Poiché, durante il periodo della globalizzazione, la Cina è stata il partner che ha contribuito a mascherare il declino economico degli Stati Uniti, gli allarmi della guerra egemonica hanno cominciato a suonare solo durante il periodo di Bill Clinton. Ben presto i neoconservatori (un gruppo ideologico che va da Hilary Clinton a Victoria Nuland e suo marito, per il quale non si dovrebbe negoziare con i rivali all’egemonia statunitense; bisognerebbe piuttosto distruggerli) presero il controllo della politica estera statunitense. I rivali hanno anelli deboli ed è lì che devi attaccarli. La Cina ne ha due: il suo principale alleato, la Russia, e Taiwan. La guerra in Ucraina è stata fin dall’inizio una strategia di cambio di regime (non in Ucraina, ma in Russia). L’obiettivo era quello di logorare i leader politici russi (soprattutto Putin), come è stato fatto negli anni ’80, fino a quando non sarebbe arrivato un sosia di Gorbaciov e avrebbe trasformato la Russia in un amico degli Stati Uniti, e quindi in un nemico della Cina, il che avrebbe portato immediatamente alla Il confinamento della Cina in Asia. Come è chiaro oggi, l’obiettivo è fallito, la Russia si è rafforzata e la sua presenza multisecolare in Eurasia si è ampliata ulteriormente. Il popolo martire dell’Ucraina e il popolo dell’Europa, manipolati da una guerra di propaganda senza precedenti, stanno pagando un prezzo elevato per questa strategia. Poiché Volodymyr Zelenskyj sa poco delle relazioni internazionali, non conosceva la frase di Lord Palmerston guardando gli Stati Uniti: “Le nazioni non hanno amici o alleati permanenti; hanno solo interessi permanenti”. Sebbene sia una pura speculazione, se non può essere sostituito, Zelenskyj potrebbe avere un incidente mortale nel prossimo futuro. L’altro anello debole della Cina è Taiwan ed è lì che la guerra di egemonia potrebbe essere combattuta nel modo più violento. Sarà una nuova Ucraina, ma in cui gli Stati Uniti impareranno dagli errori commessi in Europa.

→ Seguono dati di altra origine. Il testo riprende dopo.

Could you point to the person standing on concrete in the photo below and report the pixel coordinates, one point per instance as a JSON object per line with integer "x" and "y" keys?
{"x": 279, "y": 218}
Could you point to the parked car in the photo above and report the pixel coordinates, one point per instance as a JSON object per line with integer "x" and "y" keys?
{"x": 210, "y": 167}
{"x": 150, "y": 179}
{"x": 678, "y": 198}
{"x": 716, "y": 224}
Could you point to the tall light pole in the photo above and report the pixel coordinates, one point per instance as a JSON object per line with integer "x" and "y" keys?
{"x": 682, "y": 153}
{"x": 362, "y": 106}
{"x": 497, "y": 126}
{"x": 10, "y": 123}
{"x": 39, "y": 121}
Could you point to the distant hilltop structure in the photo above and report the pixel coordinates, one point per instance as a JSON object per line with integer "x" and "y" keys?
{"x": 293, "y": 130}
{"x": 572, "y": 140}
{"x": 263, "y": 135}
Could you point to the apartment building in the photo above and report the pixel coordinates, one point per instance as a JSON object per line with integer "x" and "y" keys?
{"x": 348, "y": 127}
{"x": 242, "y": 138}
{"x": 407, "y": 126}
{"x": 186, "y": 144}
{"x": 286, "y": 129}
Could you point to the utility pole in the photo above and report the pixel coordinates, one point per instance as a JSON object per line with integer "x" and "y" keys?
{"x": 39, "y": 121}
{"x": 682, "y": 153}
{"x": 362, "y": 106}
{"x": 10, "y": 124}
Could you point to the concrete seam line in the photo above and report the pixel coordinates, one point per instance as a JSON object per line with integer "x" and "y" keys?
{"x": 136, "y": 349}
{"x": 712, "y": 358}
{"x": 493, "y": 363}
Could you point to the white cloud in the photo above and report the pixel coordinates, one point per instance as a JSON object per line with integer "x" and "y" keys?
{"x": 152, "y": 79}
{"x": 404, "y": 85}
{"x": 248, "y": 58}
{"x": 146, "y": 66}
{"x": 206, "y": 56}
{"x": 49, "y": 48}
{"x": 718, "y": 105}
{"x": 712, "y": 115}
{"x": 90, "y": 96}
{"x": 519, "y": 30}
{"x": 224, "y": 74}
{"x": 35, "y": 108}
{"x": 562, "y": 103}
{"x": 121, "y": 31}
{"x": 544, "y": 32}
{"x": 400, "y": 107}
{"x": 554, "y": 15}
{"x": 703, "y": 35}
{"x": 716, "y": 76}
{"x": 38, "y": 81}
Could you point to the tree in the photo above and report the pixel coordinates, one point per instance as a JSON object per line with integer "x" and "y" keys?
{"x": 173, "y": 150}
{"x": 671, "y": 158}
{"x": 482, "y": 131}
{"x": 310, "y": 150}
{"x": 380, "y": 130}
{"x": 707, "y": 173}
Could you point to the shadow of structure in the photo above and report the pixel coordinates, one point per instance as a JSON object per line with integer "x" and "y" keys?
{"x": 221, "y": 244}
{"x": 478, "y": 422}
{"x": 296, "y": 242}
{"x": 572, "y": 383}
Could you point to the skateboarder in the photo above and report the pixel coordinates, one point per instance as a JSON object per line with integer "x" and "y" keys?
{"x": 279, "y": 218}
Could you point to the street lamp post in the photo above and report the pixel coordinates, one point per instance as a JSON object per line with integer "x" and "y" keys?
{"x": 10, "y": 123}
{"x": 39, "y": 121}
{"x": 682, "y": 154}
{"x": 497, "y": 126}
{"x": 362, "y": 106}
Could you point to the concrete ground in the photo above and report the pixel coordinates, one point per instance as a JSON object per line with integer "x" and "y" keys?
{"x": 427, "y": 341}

Poiché i padroni della storia disprezzano l’impertinenza di questo loro servitore, non hanno previsto la resistenza anticoloniale del popolo palestinese, guidato questa volta da Hamas. La guerra di Israele contro la Palestina è qualitativamente diversa dalla guerra della Russia contro l’Ucraina per tre ragioni principali. Innanzitutto, la prima è una guerra coloniale di sterminio, la seconda è una guerra di contenimento. In secondo luogo, gli Stati Uniti non sono un alleato di Israele; gli Stati Uniti sono Israele, perché la lobby filo-israeliana controlla sia la politica interna che quella estera degli Stati Uniti. Inoltre, la guerra di Israele, lungi dall’essere una perversione del mondo occidentale, ne è lo specchio più crudele e affidabile: una civiltà che dal XVI secolo ha creato e celebrato l’umanità, disumanizzandone la maggior parte. In terzo luogo, dall’altra parte ci sono i perdenti storici dell’espansionismo europeo, il mondo islamico. In questo caso la possibilità di un’escalation globale della guerra è qualitativamente molto maggiore. Da qui il disinvestimento immediato in Ucraina. Anche in Medio Oriente i neoconservatori cercheranno di trovare l’anello debole delle alleanze cinesi. Questo collegamento è senza dubbio l’Iran. Probabilmente sarà il prossimo obiettivo.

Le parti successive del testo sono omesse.